Pocas cosas son tan dolorosas y devastadoras como el fracaso de los adultos para resguardar la vida de niñas y niños. El 4 de noviembre, en las páginas de este mismo diario, Héctor de Mauleón escribió sobre el descubrimiento de los restos destazados de Alan Yahir y Héctor Efraín (sí, sí tienen nombre, y mejor que no los olvidemos) de 12 y 14 años de edad. La brutalidad nos saltó a los ojos, nos mordió el corazón… nos dejó temblando; lo esperanzador que nos puede pasar es que la incrédula indignación, el agudo sentido de fracaso no se disipen, sino que se precipiten en propósitos firmes. No hay duelo suficiente, pero uno significativo es revisar el tema y poner empeño en enderezar algo que normalizamos, pero está retorcido.
“La madrugada del 31 de octubre quedó más claro que nunca el otro horror de la Ciudad de México, en el que los niños son carne de cañón del crimen organizado y las canteras del crimen son las vecindades del centro”, escribió De Mauleón. Podría haber ocurrido, tristemente, en multitud de puntos del país: las barriadas de Ciudad Juárez, los tiraderos de Tapachula, las tienditas de La Piedad. Pero eso no consuela. Nos debe doler que la masacre ocurrió a apenas seis o siete cuadras de la sede nacional de la Secretaría de Educación Pública. Las vecindades del Centro Histórico, en su trajín cotidiano de inhumanidad le ponen un desmentido a los murales de Rivera, las frases de Vasconcelos y las introducciones pretenciosas de los planes y programas vigentes.
La escuela no es toda la solución, pero es parte. No es mecánico que, si se ponen escuelas, niños y adolescentes dejarán de ser atraídos, reclutados o extorsionados para entrar a las guerras de adultos. Como nos demuestra la pandemia con las aulas cerradas, más que la “escuela” es la comunidad educativa la que sirve de oasis, de resguardo, de enclave para que la violencia del ambiente se mitigue, para ensayar nuevas formas de socialidad, para aprender a expresarse con palabras y no con golpes; para resolver las diferencias en forma razonada y empática, sin abuso y sujeción.
Hace falta vigilancia en el Centro Histórico, desarticular el financiamiento ilegal y la mordida, la extorsión.

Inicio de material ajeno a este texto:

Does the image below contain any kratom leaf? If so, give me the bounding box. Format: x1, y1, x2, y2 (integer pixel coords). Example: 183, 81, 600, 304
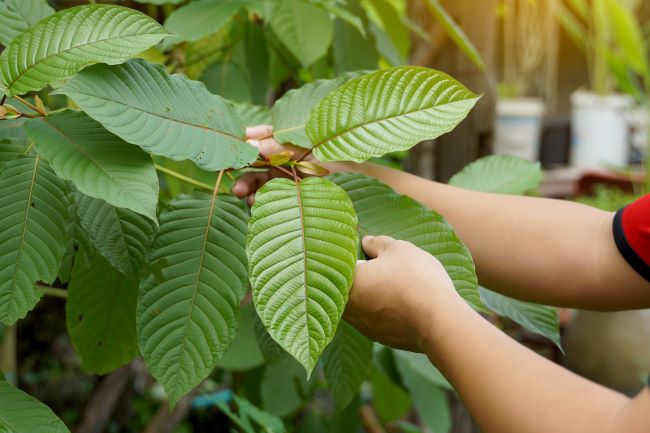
217, 304, 264, 370
76, 193, 156, 279
323, 322, 373, 411
396, 354, 452, 433
306, 66, 478, 162
0, 0, 54, 47
165, 0, 247, 41
449, 155, 542, 195
271, 72, 368, 149
424, 0, 486, 72
329, 173, 484, 311
0, 381, 70, 433
270, 0, 332, 68
56, 59, 259, 171
479, 287, 562, 350
137, 191, 248, 402
0, 156, 67, 325
260, 357, 317, 417
0, 5, 167, 96
66, 250, 138, 375
246, 177, 358, 375
25, 111, 158, 221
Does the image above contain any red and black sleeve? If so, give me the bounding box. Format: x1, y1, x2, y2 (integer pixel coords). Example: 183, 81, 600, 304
614, 194, 650, 281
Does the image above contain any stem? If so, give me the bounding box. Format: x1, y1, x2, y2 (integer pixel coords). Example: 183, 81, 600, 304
154, 164, 213, 191
14, 96, 47, 116
36, 283, 68, 299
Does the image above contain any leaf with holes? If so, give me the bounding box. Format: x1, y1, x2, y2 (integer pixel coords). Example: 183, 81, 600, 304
0, 0, 54, 47
66, 250, 138, 374
25, 111, 158, 221
56, 59, 259, 171
269, 0, 332, 68
323, 322, 373, 411
165, 0, 247, 41
449, 155, 542, 195
329, 173, 484, 311
0, 381, 70, 433
271, 72, 368, 149
0, 5, 167, 96
137, 192, 248, 402
76, 193, 156, 278
0, 156, 67, 325
306, 66, 479, 162
247, 177, 358, 375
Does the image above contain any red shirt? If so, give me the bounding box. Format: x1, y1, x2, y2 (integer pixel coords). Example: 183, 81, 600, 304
614, 194, 650, 281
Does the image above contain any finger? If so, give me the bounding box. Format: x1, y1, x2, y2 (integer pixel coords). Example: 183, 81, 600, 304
361, 236, 395, 258
246, 125, 273, 140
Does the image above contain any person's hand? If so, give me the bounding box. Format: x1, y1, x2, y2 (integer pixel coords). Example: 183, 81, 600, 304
343, 236, 460, 352
232, 125, 313, 205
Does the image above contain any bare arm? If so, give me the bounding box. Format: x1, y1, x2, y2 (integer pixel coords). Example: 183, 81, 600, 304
344, 236, 650, 433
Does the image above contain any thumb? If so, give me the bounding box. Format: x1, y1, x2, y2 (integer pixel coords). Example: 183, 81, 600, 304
361, 236, 395, 258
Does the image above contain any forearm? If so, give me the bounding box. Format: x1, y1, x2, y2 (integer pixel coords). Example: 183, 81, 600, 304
331, 163, 650, 310
420, 298, 650, 433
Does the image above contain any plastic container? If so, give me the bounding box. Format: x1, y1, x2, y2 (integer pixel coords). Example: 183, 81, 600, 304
571, 90, 634, 168
494, 98, 546, 161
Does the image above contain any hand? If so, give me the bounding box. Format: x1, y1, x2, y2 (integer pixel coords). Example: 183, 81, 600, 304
232, 125, 314, 206
343, 236, 460, 352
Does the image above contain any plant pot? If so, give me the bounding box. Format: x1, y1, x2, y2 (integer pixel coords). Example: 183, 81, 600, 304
571, 90, 634, 168
494, 98, 545, 161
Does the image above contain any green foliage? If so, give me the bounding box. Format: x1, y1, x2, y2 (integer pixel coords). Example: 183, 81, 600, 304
247, 178, 357, 374
25, 111, 158, 220
323, 322, 373, 410
0, 156, 67, 325
0, 5, 166, 96
330, 173, 483, 310
307, 66, 478, 162
0, 381, 70, 433
0, 0, 54, 47
58, 59, 258, 171
66, 250, 138, 374
137, 188, 247, 402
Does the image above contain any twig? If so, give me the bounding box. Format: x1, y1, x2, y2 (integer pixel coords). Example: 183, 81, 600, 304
154, 164, 213, 191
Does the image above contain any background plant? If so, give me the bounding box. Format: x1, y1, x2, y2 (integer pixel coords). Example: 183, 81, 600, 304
0, 0, 558, 432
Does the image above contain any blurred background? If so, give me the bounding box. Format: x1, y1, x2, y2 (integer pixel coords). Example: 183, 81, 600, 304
0, 0, 650, 433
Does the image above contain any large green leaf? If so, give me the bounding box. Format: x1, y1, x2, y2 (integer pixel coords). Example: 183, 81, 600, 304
66, 250, 138, 374
306, 66, 478, 162
165, 0, 247, 41
0, 156, 67, 325
57, 59, 259, 171
0, 381, 70, 433
270, 0, 332, 68
137, 190, 248, 402
25, 111, 158, 221
323, 322, 373, 410
330, 173, 483, 310
247, 177, 358, 374
0, 0, 54, 47
396, 354, 452, 433
480, 287, 562, 349
449, 155, 542, 195
0, 5, 167, 96
76, 193, 156, 279
271, 73, 368, 149
424, 0, 484, 72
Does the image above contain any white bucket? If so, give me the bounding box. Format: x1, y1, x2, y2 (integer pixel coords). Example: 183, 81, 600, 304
571, 90, 634, 168
494, 98, 545, 161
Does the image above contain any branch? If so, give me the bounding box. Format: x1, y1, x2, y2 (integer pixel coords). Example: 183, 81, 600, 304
154, 164, 213, 191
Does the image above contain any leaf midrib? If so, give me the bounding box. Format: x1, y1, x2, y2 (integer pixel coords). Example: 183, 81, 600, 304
5, 20, 169, 93
313, 95, 478, 150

Y hace más falta que las escuelas sirvan no de estacionamientos y de salas de repetición rítmica de frases irrelevantes, sino de espacios de re-construcción de la comunidad. Seamos enérgicos y enfrentemos a los funcionarios y legisladores que no están destinando fondos públicos para abordar estos temas.
Confinados y con las aulas cerradas, la mayoría de los eventos negativos les suceden a niños y adolescentes, especialmente a ellas, al interior de los hogares y en el entorno cercano, porque no hemos sabido alcanzarles con servicios de atención y protección a domicilio. La que no está confinada es la violencia: cada día asesinan a siete y desaparecen a otros siete niños, niñas y adolescentes, ante el silencio y la impunidad. Sólo en lo que va del año, 1,800 fueron asesinados; y aumenta la niñez desaparecida, que ya supera los 13,700 casos. Pero no hay dinero suficiente, sino recortes para las procuradurías, para la atención a niñez violentada, para educación indígena. ¿En qué estamos pensando?
Alan Yahir y Héctor Efraín son dos casos, que multiplicado por mil nos daría el número de caídos en esta hecatombe. Pero no son dos casos; son dos personas, cuyo prospecto de vida fue segado literalmente. Que cada vez que veamos presupuesto recortado o que nos digan que no es necesario tener programa de Convivencia Escolar, recordemos estos nombres.